The Telecommunications-Telemedia Data Protection Act (TTDSG) came into force on 1 December 2021 and consolidated the previously scattered data-protection provisions of the Telecommunications Act (TKG) and the Telemedia Act (TMG) into a single dedicated law. Effective 14 May 2024 it was renamed the Telecommunications-Digital-Services Data Protection Act (TDDDG) to align it with the Digital Services Act; its core rules remained substantively unchanged. The act in particular transposes the ePrivacy Directive (2002/58/EC) into German law and applies to providers of telecommunications services as well as to telemedia such as websites, apps and online platforms.

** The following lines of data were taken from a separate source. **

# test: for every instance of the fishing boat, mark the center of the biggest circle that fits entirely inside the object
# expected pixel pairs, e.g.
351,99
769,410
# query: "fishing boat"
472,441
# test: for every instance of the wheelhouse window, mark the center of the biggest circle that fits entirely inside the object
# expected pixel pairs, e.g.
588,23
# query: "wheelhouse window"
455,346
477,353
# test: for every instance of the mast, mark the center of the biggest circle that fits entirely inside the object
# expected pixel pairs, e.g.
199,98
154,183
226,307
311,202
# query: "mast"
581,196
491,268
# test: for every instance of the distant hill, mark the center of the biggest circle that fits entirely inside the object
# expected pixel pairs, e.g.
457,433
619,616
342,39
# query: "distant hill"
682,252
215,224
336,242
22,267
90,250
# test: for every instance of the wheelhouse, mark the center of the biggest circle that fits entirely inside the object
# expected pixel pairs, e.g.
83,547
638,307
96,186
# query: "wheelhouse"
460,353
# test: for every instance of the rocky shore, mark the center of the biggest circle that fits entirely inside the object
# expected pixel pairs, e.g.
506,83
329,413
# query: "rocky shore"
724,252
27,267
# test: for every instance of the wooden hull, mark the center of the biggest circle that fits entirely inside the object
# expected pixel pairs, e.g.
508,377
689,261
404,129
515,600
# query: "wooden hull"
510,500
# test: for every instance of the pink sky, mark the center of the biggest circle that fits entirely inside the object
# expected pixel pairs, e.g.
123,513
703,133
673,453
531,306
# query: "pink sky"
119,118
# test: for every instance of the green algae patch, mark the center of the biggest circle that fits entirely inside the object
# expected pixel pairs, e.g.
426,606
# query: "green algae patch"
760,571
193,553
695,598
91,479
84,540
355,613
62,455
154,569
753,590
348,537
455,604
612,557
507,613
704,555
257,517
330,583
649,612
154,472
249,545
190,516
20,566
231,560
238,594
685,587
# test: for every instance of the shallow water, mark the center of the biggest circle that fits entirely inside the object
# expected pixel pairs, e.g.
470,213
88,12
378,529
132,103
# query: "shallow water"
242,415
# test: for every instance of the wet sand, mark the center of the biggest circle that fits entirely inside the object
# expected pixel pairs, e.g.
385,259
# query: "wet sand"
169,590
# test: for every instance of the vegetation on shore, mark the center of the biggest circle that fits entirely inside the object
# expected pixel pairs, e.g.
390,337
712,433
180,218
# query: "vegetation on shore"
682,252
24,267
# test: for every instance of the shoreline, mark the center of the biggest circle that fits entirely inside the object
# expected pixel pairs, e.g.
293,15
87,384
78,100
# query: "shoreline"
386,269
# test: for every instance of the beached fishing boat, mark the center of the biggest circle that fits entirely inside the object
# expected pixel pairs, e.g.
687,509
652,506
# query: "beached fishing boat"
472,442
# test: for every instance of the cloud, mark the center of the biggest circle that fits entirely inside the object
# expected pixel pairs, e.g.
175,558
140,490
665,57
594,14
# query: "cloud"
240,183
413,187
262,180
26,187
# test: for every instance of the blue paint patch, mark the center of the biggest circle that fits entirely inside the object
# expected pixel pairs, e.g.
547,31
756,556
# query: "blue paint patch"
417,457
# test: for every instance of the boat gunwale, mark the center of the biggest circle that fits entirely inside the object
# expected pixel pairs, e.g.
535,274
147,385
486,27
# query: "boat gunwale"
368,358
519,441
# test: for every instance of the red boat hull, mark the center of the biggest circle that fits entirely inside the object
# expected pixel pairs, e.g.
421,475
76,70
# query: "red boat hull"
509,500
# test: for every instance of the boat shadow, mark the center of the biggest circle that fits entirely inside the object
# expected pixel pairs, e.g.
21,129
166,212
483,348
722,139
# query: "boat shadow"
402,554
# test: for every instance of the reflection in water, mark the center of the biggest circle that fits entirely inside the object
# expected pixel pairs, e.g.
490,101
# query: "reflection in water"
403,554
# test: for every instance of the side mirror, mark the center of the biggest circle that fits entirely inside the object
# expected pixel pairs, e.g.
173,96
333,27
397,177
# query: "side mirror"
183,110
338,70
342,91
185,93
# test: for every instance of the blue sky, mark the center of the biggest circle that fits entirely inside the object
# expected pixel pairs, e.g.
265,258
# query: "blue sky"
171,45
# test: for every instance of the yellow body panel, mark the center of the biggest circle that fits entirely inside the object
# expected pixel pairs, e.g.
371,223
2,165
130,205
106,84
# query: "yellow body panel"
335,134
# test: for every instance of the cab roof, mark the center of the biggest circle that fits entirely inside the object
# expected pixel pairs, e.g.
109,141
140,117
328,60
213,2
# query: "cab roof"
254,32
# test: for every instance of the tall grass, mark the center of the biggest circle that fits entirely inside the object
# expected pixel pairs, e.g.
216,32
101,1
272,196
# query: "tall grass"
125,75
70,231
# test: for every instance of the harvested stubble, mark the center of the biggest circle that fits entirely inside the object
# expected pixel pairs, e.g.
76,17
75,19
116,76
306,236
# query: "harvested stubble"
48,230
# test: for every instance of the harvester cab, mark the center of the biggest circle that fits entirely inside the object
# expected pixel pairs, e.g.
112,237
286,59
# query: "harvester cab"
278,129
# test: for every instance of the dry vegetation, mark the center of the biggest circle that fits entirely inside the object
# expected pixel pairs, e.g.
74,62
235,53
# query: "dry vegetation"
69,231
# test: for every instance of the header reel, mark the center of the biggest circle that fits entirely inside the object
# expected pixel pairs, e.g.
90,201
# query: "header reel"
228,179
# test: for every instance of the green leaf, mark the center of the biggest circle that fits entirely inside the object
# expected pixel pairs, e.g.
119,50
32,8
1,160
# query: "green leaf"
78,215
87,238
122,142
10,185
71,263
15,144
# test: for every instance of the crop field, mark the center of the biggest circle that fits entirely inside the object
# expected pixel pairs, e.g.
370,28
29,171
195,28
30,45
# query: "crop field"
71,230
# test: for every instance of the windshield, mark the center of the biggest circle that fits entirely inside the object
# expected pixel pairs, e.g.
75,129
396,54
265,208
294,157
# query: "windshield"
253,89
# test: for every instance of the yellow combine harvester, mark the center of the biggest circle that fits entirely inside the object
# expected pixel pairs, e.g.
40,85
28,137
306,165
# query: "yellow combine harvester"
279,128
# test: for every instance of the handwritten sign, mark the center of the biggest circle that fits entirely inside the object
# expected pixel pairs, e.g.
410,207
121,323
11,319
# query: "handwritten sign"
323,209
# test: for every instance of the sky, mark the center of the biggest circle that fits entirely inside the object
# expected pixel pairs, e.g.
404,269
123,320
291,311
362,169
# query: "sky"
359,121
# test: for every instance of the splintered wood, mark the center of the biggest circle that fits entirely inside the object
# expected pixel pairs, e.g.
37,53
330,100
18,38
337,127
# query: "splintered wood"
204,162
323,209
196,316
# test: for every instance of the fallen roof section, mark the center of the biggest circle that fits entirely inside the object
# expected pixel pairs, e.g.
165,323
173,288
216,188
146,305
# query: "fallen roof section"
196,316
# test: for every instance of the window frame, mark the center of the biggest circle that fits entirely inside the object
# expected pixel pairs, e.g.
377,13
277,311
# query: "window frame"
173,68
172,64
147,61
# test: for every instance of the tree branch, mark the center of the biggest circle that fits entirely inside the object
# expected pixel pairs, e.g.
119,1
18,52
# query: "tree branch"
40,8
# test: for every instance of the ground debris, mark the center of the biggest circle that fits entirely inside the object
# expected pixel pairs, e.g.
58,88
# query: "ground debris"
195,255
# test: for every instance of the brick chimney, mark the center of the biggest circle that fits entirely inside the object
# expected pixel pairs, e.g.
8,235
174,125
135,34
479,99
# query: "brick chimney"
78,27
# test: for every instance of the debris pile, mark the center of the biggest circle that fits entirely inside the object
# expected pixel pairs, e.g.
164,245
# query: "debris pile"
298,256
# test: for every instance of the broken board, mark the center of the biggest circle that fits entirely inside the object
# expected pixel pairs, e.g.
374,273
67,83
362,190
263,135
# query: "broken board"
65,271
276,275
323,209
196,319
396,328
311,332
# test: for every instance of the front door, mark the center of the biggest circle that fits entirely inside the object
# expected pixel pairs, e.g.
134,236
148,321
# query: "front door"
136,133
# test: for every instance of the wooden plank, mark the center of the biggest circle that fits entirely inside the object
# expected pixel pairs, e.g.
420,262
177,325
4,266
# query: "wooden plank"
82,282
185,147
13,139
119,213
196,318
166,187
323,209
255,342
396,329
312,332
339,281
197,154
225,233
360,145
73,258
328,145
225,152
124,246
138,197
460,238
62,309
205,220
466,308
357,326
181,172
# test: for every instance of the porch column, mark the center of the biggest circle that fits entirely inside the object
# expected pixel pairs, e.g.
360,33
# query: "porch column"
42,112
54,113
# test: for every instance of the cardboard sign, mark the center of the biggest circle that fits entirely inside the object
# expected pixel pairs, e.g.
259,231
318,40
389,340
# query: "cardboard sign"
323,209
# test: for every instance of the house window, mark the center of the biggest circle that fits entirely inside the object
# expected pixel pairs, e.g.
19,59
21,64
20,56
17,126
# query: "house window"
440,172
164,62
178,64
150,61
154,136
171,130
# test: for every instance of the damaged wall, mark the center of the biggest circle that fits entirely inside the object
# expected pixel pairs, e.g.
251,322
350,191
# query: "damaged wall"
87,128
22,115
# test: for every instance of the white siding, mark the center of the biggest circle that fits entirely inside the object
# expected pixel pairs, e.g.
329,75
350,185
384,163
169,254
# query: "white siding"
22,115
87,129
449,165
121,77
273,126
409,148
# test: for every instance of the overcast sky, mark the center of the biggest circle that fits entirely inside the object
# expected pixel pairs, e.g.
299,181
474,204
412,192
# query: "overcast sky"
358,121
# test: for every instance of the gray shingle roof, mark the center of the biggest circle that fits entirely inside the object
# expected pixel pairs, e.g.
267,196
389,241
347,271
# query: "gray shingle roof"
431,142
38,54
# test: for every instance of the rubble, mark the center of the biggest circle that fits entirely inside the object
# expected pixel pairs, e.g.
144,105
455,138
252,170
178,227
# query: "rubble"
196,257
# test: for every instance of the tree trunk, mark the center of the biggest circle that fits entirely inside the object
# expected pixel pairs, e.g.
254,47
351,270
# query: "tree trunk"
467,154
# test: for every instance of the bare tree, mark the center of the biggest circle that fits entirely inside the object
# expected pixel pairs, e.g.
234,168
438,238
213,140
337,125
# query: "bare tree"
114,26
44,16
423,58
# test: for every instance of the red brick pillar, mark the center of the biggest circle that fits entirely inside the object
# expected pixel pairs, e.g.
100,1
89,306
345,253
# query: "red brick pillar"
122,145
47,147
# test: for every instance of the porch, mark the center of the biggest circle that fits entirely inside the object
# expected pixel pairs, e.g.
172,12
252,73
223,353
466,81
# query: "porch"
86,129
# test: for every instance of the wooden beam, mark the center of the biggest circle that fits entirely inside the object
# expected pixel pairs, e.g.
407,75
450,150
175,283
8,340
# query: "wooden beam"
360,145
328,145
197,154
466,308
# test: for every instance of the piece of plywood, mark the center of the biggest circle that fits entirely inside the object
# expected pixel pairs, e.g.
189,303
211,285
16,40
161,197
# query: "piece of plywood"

The provision of greatest practical importance is Section 25 TTDSG/TDDDG. It requires the user's prior consent before information is stored on their terminal equipment or information already stored there is accessed – regardless of whether that information constitutes personal data. This covers not only classic cookies but also pixels, local storage, device fingerprinting and comparable techniques. Access without consent is permitted only where it is strictly necessary for transmitting a message or absolutely necessary to provide a service explicitly requested by the user (Section 25(2) TTDSG/TDDDG).
In relation to the GDPR, Section 25 TTDSG/TDDDG operates as a more specific, overriding rule (lex specialis) for access to terminal equipment. The consent itself must meet the GDPR's requirements (Art. 4(11), Art. 7 GDPR): freely given, informed, unambiguous and revocable. Once personal data is further processed after a permissible read or storage operation, the GDPR applies again with its principles, legal bases and data-subject rights. TTDSG/TDDDG and the GDPR are therefore not alternatives but must be examined in sequence: first the lawfulness of the terminal access, then that of the subsequent data processing.
Legal Basis
Section 25 TTDSG/TDDDG (formerly TTDSG, TDDDG since 14 May 2024); Art. 5(3) ePrivacy Directive 2002/58/EC; Art. 4(11), Art. 6, Art. 7 GDPR
Practical Example
An online shop wants to deploy third-party web analytics and marketing pixels. The data protection coordinator first checks Section 25 TTDSG/TDDDG: because these services set cookies and read data from the device, prior consent is required. She implements a consent management tool that, on the first page visit, offers an equivalent choice between "Accept all" and "Reject all", loads analytics and marketing scripts only after active consent, and logs the consents in an audit-proof manner. For the subsequent processing of the personal data she documents the legal basis under the GDPR and adds the processing activity to the record of processing activities.